En la paradhá de esta semana nos encontramos con uno de los pasajes más difíciles de la Torá: el juicio de la sotá de Bamidbar 5:11-31.
Se trata de un ritual misterioso y cargado de simbolismo: una mujer sospechada de adulterio por su marido sin prueba concluyente es llevada al Santuario para un ritual que pone su vida y su reputación en manos de lo divino a fin de despejar toda duda a su respecto.
A primera vista, este texto parece confirmar lo peor del patriarcado antiguo: una mujer puesta a prueba, mientras que el hombre queda exento de juicio. Sin embargo, muchos comentaristas modernos, especialmente desde el feminismo judío religioso, nos invitan a mirar más allá de la superficie.
1. Un sistema que limita la violencia masculina
La Dra. Tamar Ross, pensadora del feminismo ortodoxo, señala que “muchas veces la Torá regula y limita lo que en la práctica social antigua era más brutal” (Expanding the Palace of Torah, 2004).
En este sentido, el ritual de la sótá reemplaza lo que en otras culturas habría sido un castigo físico inmediato o incluso la muerte por sospecha. La mujer no es ejecutada ni maltratada: se apela a la justicia divina como único juez. El ritual no aprueba la violencia, sino que la restringe.
2. Una forma de agencia femenina en un mundo patriarcal
La rabina Danya Ruttenberg, del movimiento conservador (Masortí), escribe:
“Cuando leemos textos difíciles, no es para justificarlos, sino para preguntar: ¿qué grietas de posibilidad se abren incluso dentro de los sistemas opresivos?” (On Repentance and Repair, 2022).
En el caso de la sótá, la mujer tiene voz: puede confesar o mantenerse firme. El procedimiento incluso requiere su consentimiento explícito (según algunos midrashim), y si se niega, el ritual no continúa.
3. Una denuncia simbólica de los celos posesivos
La rabina Rachel Adler, figura clave del feminismo reformista, propuso en su texto “The Jew Who Wasn’t There” (1971) y más tarde en Engendering Judaism (1998) que la sótá también revela la destrucción interna que provocan los celos patriarcales. No es solo la mujer quien bebe las aguas amargas: es la sociedad entera la que traga la amargura del control, de la desconfianza, de la desigualdad. Al ritualizar los celos, la Torá los denuncia como problemáticos.
4. Más allá del texto: el abandono del ritual
Ya en tiempos del Segundo Templo, según la Mishná (Sotá 9:9), este procedimiento fue abandonado por el rabino Yohanan ben Zakkai porque el desbarajuste social era tan generalizado que el juicio ya no tenía más sentido.
Esto es fundamental: el judaísmo no se quedó atado a esta práctica. La halajá puede reconocer límites éticos y transformarse.

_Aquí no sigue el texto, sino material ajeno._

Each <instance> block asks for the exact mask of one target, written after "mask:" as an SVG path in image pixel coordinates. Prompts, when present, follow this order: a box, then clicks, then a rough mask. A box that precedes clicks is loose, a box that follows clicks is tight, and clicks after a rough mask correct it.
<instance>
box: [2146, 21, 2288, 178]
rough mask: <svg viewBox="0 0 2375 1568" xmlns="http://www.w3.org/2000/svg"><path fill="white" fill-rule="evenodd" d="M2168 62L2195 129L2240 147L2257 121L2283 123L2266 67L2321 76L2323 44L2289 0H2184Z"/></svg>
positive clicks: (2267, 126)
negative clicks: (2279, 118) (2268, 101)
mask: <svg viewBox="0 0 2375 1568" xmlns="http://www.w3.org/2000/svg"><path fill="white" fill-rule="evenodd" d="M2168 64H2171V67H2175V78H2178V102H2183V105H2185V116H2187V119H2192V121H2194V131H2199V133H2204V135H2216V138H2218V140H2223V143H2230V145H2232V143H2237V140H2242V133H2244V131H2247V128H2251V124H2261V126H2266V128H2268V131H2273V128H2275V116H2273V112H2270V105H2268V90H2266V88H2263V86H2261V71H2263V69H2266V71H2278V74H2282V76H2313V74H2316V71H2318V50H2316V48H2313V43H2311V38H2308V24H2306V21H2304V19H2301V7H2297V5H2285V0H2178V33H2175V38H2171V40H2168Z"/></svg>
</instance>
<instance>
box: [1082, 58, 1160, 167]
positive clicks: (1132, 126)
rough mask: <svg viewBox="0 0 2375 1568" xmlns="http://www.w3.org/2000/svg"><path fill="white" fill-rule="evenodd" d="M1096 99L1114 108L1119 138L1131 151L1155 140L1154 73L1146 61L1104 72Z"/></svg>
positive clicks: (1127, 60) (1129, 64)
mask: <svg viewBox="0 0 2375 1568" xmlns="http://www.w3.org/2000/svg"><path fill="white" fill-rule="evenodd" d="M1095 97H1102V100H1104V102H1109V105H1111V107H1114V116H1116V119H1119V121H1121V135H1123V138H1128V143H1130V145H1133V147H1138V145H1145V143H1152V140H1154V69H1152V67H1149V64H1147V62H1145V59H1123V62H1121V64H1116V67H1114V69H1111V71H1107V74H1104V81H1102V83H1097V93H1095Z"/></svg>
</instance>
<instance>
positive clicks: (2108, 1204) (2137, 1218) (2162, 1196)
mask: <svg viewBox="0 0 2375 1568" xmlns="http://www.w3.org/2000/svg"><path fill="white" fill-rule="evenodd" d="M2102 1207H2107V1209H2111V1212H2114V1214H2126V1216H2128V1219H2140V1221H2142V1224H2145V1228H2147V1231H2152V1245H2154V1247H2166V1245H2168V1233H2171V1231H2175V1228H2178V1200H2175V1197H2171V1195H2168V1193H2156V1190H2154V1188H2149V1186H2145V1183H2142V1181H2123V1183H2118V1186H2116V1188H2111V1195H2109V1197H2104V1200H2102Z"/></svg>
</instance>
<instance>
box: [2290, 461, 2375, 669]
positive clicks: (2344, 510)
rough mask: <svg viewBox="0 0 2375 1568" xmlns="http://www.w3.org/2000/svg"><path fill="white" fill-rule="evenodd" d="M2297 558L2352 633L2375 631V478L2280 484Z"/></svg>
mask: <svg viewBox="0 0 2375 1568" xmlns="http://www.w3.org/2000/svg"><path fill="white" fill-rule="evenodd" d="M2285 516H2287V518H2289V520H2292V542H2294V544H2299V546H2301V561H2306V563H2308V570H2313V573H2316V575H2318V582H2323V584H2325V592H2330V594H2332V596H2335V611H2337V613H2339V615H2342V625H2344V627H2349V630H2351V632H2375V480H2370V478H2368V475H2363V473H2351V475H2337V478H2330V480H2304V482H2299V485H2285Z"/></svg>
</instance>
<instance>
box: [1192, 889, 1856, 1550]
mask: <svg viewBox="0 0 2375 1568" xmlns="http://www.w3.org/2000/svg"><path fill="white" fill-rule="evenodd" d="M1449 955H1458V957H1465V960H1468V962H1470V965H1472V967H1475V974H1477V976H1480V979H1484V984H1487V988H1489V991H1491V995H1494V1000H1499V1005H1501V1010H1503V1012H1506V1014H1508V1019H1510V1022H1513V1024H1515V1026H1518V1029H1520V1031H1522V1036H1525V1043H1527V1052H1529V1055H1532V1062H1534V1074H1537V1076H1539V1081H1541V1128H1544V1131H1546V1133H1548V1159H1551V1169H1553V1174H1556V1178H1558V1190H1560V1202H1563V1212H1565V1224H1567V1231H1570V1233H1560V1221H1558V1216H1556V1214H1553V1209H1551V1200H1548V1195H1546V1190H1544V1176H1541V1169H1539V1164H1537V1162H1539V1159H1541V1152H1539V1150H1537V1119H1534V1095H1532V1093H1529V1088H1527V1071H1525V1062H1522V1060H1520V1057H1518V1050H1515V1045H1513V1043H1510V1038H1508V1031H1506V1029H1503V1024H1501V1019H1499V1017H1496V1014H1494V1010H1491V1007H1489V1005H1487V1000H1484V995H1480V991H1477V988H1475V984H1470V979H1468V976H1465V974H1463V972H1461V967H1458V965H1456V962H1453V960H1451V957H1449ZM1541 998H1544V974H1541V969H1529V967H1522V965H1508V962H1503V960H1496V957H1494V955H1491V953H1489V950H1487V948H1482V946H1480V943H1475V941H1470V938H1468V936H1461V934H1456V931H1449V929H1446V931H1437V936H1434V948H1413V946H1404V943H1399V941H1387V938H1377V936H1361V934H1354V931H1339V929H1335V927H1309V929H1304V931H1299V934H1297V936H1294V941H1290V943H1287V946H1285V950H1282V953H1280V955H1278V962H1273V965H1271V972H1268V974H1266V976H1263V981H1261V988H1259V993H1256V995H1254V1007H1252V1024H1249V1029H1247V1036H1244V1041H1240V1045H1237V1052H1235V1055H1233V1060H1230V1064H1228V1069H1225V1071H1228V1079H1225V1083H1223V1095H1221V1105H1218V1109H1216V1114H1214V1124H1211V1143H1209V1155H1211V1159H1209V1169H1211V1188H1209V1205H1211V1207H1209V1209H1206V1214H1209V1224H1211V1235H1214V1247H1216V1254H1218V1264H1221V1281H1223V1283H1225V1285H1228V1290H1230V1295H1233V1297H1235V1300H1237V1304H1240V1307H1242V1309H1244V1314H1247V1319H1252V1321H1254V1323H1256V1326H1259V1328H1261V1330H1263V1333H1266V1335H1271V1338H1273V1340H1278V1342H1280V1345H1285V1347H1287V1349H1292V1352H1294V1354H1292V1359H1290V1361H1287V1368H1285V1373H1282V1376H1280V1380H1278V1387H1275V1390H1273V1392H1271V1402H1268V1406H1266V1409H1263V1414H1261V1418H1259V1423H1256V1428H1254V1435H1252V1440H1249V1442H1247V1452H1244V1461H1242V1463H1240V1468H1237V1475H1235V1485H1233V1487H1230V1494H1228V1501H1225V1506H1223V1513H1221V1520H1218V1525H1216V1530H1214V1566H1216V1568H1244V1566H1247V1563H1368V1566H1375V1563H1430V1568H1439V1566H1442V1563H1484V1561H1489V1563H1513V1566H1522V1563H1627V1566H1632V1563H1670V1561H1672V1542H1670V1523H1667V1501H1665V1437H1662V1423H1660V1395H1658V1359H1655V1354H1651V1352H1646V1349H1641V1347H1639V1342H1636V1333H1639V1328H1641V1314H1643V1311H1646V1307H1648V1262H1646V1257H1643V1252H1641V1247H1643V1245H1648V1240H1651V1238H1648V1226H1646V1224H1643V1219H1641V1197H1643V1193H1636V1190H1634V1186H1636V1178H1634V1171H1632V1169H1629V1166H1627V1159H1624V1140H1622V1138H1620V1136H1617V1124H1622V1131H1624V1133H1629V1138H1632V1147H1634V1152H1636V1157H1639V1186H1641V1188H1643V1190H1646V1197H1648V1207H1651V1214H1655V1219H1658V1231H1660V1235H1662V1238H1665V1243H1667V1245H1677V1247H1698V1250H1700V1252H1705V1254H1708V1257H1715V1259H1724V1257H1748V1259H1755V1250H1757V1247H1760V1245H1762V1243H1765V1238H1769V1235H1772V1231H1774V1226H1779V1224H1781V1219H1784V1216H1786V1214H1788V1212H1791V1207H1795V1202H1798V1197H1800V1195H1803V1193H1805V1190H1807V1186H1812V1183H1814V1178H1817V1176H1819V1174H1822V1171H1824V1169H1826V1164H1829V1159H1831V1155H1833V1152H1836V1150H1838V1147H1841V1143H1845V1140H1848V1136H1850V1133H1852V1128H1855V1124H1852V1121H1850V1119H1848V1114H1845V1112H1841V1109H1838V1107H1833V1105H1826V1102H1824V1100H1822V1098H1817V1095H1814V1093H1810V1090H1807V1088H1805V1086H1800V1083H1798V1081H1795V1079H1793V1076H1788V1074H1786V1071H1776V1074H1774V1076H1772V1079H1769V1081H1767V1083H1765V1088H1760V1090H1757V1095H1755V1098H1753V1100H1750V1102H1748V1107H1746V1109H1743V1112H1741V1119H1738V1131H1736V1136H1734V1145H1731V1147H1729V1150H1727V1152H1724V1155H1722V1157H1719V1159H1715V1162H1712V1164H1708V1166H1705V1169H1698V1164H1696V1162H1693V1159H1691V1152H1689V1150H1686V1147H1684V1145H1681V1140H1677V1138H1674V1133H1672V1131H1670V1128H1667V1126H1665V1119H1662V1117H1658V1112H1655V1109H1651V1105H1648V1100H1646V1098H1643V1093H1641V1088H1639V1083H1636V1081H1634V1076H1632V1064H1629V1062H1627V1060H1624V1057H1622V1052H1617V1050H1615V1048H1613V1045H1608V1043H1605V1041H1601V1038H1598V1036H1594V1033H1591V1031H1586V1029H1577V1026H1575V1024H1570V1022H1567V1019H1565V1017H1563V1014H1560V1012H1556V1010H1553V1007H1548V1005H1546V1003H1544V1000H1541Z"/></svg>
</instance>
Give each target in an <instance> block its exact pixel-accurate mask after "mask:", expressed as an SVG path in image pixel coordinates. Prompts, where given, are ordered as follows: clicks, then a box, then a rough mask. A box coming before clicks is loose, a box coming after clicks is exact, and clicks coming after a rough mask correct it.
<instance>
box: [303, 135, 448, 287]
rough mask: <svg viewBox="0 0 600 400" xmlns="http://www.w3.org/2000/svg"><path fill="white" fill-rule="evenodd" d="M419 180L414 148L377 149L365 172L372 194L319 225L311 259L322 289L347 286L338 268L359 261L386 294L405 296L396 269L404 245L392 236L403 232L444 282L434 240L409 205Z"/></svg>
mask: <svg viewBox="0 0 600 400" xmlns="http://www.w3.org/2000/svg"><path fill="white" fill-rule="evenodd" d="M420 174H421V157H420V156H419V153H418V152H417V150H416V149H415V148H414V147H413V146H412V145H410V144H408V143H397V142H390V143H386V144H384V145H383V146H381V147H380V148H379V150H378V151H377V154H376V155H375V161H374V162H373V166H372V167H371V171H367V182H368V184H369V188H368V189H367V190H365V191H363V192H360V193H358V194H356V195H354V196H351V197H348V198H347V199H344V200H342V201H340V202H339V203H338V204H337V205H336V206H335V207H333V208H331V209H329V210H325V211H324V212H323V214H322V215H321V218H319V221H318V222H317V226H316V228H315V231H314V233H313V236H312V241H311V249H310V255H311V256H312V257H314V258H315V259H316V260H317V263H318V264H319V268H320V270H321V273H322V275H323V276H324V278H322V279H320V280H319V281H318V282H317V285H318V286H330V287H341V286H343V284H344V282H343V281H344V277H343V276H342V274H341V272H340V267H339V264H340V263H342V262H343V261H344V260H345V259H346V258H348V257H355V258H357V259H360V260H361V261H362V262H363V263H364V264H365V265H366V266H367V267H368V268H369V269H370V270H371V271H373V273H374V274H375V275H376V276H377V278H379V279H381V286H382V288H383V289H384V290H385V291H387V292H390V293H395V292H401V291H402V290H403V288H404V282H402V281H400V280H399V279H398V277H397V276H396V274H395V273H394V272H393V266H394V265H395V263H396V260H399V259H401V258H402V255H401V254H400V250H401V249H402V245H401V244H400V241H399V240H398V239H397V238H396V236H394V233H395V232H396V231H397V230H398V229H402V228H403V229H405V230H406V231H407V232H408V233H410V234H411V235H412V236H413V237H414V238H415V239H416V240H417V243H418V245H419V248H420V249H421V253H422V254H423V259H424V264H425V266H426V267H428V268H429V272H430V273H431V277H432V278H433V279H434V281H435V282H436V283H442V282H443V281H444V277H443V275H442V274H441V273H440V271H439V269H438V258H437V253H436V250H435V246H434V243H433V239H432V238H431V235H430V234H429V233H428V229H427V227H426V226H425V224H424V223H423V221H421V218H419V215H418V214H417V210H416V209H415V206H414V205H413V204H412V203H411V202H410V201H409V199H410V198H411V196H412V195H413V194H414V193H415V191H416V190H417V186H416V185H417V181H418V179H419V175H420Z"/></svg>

Desde una lectura religiosa positiva, no negamos el dolor o la incomodidad que puede provocar este pasaje. Pero lo leemos como parte de un diálogo continuo entre el texto, la tradición y la conciencia ética. Como dice la pensadora ortodoxa Blu Greenberg:
“Where there’s a rabbinic will, there’s a halakhic way” (Donde hay una voluntad rabínica, hay una salida halájica).
Que sepamos buscar, dentro de nuestra tradición, los caminos para construir un judaísmo más justo, más igualitario y más fiel al tzelem Eloqim —la imagen divina— que habita en cada ser humano, mujer u hombre.
Shabat Shalom.
Bibliografía breve para consulta:
– Tamar Ross, Expanding the Palace of Torah, Brandeis University Press, 2004.
– Danya Ruttenberg, On Repentance and Repair, Beacon Press, 2022.
– Rachel Adler, Engendering Judaism, Jewish Publication Society, 1998.
– Blu Greenberg, On Women and Judaism: A View from Tradition, Jewish Publication Society, 1981.